This paper is in 2 parts. Part 2 focuses on the different types of recruitment tools using AI and their pros and cons in terms of bias.

Part 1 (link) sets out how AI systems are created and where bias can be introduced into the AI model.  


That recruitment bias exists is undeniable, in some cases employers actively use affirmative bias as a counter balance to previous bias, which is a breach of the Equality Act. When evaluating AI in hiring tools (Algorithmic Hiring Tools or AHTs) it is important to identify, quantify and source the bias in the system, before deciding whether the AHT presents a better alternative to the current practice. However it is rare for the algorithm itself to have bias designed into it, bias is normally introduced into an AHT by the data used to train the model in the first place



The recruitment funnel has a number of discrete filters through which the successful jobseeker passes in order to be selected, the majority of candidates remaining in the funnel are discarded at each of these filtering points.  For the purposes of this paper we are looking how bias affects the stages (1) the creation of the candidate pool, (2) selecting the applicants to be interviewed and (2a) video interviewing systems, as AHTs are designed to automate these stages.    

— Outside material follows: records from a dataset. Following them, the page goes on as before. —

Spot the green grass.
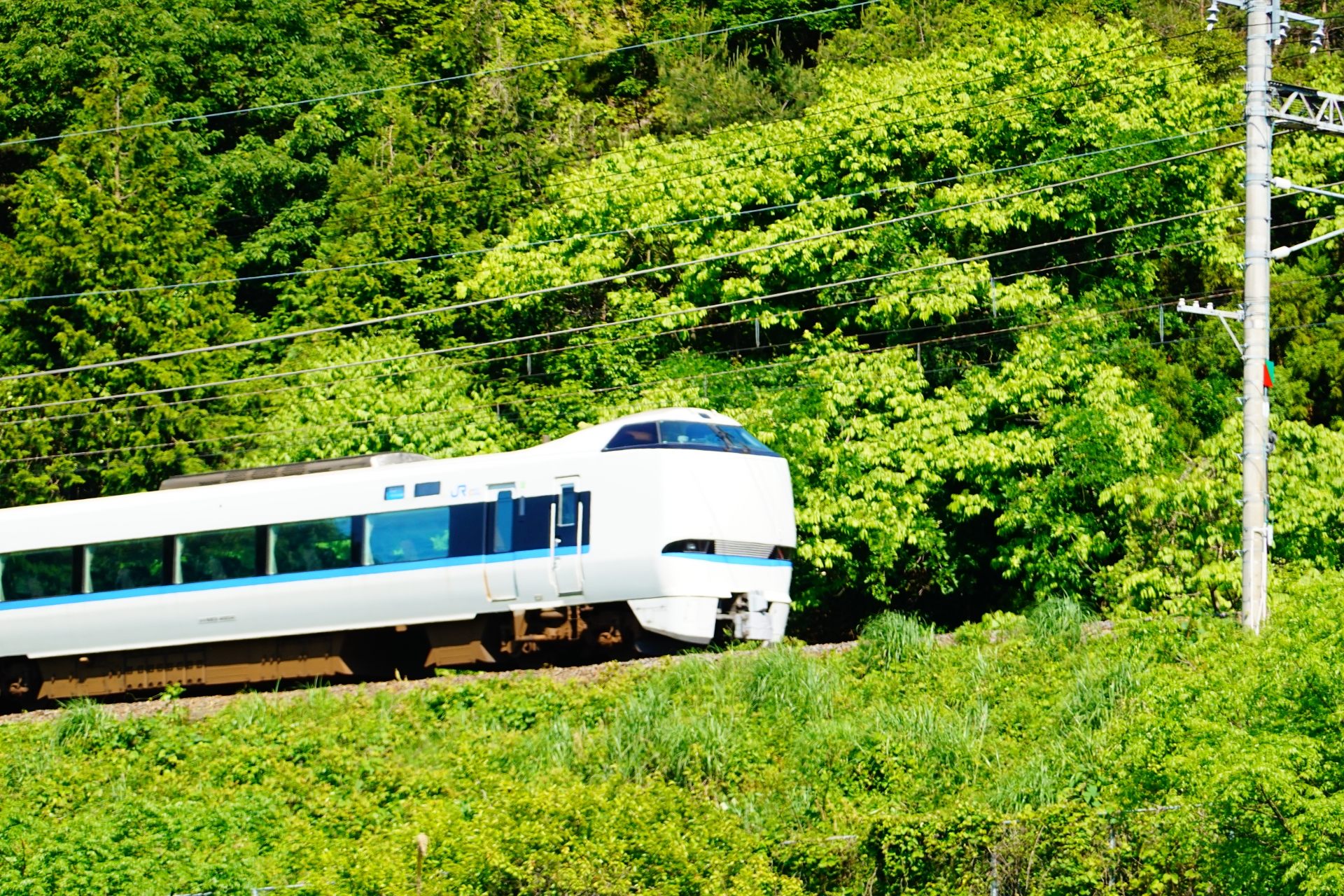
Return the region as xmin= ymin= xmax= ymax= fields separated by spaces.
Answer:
xmin=0 ymin=573 xmax=1344 ymax=896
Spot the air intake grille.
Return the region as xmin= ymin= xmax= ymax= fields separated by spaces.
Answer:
xmin=714 ymin=540 xmax=774 ymax=560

Sourcing recruits using ad placement algorithms micro-targeting on social media platforms introduces discrimination into the recruitment process, for when the algorithm decides the person does not qualify – they remain unaware of the opportunity.  The bias is introduced via incomplete datasets of historic information.  These tend to re-enforce existing stereotypes (see below).   Personalised jobs boards designed to learn recruiters’ preferences to solicit a certain outcome introduce a similar bias.

CV parsing, and tools that predict,  based upon past screening decisions,  can reflect those patterns that recruiters are actively trying to change through diversity and inclusion.   Using tenure, productivity and performance often reflects subjective evaluations which is a source of discrimination within workplaces.

Video interviewing, relying on audio and facial analysis are prone to sampling bias, Google’s speech recognition software is 70% more likely to recognize male speech, because that is what it has been trained on.  How people communicate anger, disgust, fear, happiness, sadness, and surprise varies substantially across cultures, situations, and even across people within a single situation.


Restriction Discrimination - Who is Aware of the Vacancy when:-

Using Targeted Online Ads. AHTs are being used to source candidates via algorithmic ad placement.   While they hold out the promise of attracting the right sort of candidate, in fact their KPI is to attract the highest number of clicks. This can lead to job ads being delivered in a way that reinforces gender and racial stereotypes when the recruiters have no such intent. 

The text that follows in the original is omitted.